Climate change is one of the most significant and complex risks facing society today. It is one of the risks Sun Life manages within our overall RMF.
We continue working to better understand potential climate-related risks and to improve our resilience against them. There are two major categories of climate-related risks:
- Physical risk: risks related to physical impacts of climate change, including event-driven acute physical risks, for example more severe weather events and chronic physical risks from longer-term shifts in climate patterns. Indirectly, these risks can also create additional impacts on public health (e.g., increased morbidity and mortality).
- Transition risk: risks related to the transition to a lower-carbon economy. This includes policy, legal, technology and market changes to address the need to reduce and adapt to climate change, and related reputation risk.
Our definition of climate risk includes impacts in both of these categories.
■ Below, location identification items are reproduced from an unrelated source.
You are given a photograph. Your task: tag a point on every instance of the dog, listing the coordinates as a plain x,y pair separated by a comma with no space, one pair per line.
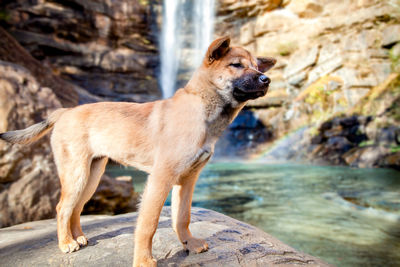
171,139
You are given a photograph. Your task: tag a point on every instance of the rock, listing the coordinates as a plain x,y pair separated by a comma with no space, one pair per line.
11,51
108,48
391,161
301,60
272,22
365,157
324,69
391,35
243,136
29,185
231,242
305,8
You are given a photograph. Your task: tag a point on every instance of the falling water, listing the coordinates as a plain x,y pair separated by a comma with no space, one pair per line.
187,26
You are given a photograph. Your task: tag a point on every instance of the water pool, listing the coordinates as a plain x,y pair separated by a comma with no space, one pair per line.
348,217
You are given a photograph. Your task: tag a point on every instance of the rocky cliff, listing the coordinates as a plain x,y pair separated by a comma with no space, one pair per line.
106,48
332,56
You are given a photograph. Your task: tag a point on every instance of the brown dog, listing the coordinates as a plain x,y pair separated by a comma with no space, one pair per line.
171,139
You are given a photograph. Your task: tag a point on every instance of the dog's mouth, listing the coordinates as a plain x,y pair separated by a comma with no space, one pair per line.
244,95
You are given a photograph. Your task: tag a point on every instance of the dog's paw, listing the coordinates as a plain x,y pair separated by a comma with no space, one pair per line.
82,240
145,262
195,245
69,247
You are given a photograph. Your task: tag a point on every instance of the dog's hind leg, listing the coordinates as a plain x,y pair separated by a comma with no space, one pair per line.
97,168
156,191
74,173
181,205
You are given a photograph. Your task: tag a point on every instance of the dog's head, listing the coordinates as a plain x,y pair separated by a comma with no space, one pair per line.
237,75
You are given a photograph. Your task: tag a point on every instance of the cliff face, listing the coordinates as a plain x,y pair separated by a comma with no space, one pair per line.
106,48
332,55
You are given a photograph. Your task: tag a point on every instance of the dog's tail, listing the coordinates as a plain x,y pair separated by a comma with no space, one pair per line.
34,132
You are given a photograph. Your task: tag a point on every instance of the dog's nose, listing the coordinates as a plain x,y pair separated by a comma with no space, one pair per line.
264,79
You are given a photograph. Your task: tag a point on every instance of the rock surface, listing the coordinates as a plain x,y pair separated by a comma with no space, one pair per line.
29,186
330,54
12,51
232,243
105,47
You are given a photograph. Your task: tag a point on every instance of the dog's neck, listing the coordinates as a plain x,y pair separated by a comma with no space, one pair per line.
219,110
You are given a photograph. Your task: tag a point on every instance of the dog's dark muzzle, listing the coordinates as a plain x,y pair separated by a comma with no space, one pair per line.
250,87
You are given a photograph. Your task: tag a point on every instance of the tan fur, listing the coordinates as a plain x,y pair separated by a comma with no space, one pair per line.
171,139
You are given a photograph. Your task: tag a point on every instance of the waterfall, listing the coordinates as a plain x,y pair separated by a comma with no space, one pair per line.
186,32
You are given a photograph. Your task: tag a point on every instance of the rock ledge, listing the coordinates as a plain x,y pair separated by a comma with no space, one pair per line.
232,243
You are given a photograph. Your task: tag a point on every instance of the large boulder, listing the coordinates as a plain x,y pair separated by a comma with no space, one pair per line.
231,242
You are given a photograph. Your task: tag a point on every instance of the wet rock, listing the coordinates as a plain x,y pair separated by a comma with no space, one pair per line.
243,136
365,157
391,161
301,60
231,242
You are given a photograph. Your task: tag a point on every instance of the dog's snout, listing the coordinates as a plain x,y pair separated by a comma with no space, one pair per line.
264,79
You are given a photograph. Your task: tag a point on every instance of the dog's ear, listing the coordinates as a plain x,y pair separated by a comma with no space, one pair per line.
265,63
218,48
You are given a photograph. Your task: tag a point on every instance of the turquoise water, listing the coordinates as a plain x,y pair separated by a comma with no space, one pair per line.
347,217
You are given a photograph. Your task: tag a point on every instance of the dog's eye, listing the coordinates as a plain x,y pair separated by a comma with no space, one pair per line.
236,65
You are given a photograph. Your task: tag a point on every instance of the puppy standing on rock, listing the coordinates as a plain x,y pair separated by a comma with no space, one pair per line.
171,139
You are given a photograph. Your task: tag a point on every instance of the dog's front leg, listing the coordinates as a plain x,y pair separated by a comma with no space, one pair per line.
181,205
157,188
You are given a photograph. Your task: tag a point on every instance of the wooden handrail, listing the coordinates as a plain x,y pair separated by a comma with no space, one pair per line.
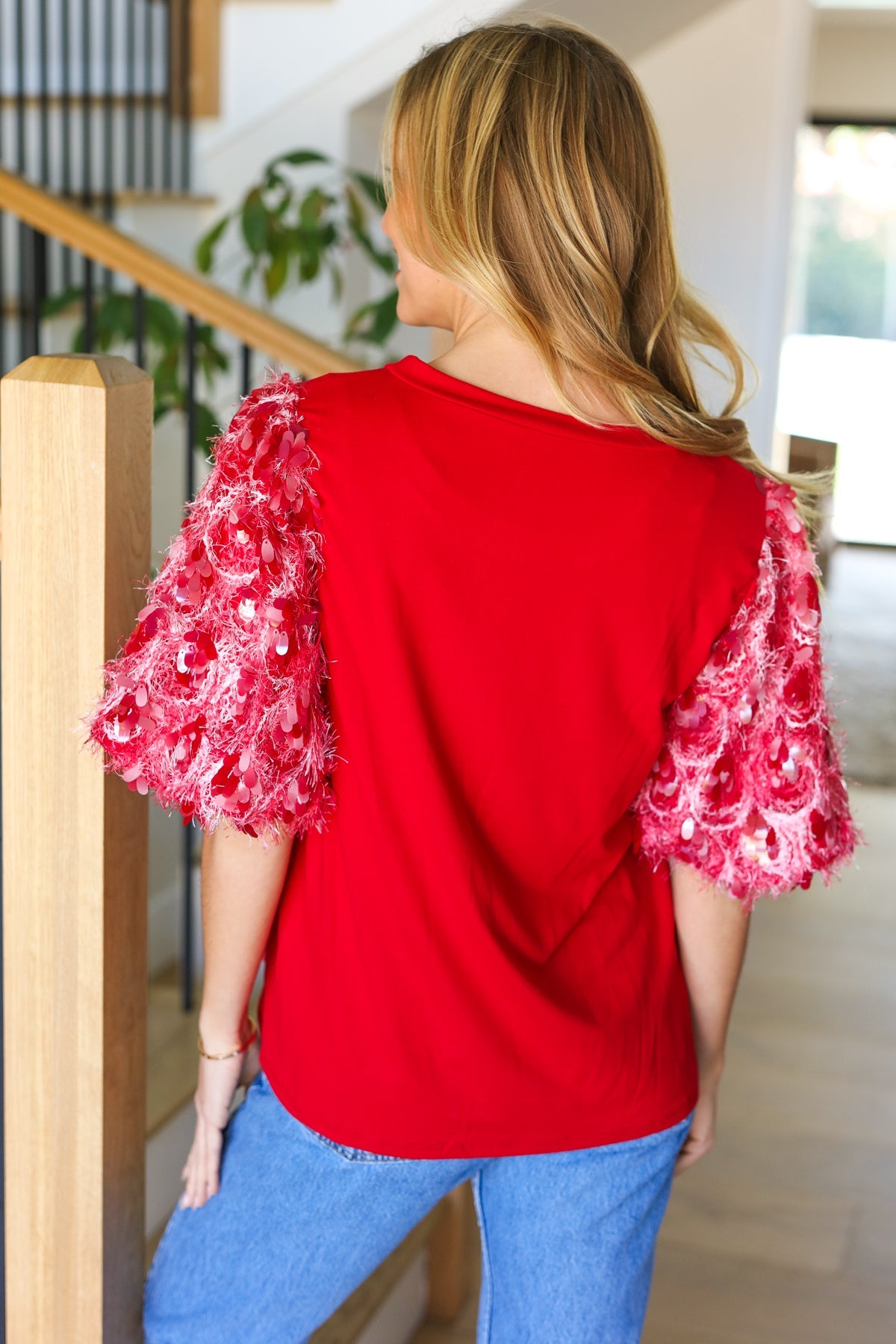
167,280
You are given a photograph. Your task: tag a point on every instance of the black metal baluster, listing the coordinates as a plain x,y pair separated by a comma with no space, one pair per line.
108,113
187,968
149,175
38,287
168,105
65,114
87,305
87,111
19,42
3,218
42,242
186,99
43,92
140,326
131,93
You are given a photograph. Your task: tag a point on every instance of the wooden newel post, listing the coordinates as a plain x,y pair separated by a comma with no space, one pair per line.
75,437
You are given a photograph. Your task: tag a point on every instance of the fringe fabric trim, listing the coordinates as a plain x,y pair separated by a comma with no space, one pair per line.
748,788
217,700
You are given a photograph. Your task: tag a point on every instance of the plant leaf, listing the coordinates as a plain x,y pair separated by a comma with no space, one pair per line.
205,255
301,156
254,221
276,273
374,322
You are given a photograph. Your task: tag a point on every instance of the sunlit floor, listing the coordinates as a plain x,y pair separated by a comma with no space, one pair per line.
786,1233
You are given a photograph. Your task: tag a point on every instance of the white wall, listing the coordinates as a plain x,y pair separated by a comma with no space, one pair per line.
853,66
729,93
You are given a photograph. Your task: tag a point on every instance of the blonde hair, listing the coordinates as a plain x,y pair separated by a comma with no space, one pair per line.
527,167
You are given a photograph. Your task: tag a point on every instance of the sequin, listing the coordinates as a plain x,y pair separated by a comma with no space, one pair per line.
748,785
217,699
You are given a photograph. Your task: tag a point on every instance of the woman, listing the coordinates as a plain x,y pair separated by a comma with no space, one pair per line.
494,685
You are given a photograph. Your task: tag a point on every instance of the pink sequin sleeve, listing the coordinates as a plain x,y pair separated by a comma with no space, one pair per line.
217,698
748,786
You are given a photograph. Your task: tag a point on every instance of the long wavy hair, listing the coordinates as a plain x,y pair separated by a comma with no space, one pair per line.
526,166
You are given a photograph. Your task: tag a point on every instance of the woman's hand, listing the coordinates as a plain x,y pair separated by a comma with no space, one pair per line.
703,1127
218,1081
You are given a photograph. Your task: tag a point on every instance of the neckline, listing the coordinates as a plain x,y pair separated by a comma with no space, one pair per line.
414,370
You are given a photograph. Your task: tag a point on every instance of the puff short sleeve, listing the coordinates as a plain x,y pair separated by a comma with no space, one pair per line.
217,699
748,786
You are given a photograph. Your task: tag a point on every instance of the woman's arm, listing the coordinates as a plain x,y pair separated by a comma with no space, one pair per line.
712,939
240,887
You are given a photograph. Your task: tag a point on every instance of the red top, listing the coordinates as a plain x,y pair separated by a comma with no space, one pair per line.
469,957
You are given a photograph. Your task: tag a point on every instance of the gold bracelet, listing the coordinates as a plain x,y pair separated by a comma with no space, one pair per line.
240,1048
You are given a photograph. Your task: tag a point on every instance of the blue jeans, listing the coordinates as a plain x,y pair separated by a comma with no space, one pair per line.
300,1221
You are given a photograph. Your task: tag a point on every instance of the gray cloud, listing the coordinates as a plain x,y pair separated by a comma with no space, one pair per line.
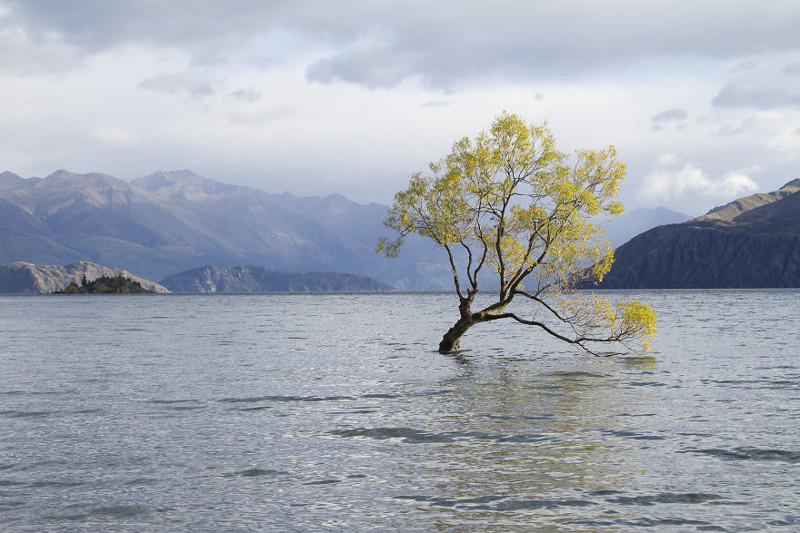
180,83
442,43
764,88
670,115
246,95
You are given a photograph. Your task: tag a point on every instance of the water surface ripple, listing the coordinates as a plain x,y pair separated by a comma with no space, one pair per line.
334,412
These impacts can include, but are not limited to, damage to owned and operated real assets including real estate and infrastructure, reductions in the values of investments in public and private fixed income and non-fixed income assets tied to fossil fuels and carbon intensive industries, litigation risk to a company or sector in which we invest, health impacts to affected populations, and socio-economic, geopolitical and regulatory changes.
Our approach to addressing climate change risk also involves strengthening our ability to evaluate and report on related impacts. We provide climate disclosures guided by the recommendations of the Task Force on Climate-related Financial Disclosures (TCFD). These disclosures help investors and other stakeholders assess how Sun Life is tackling potential climate-related impacts on our business. We also conduct an assessment of climate change risk as part of our broader assessment of the risks associated with operating in various markets.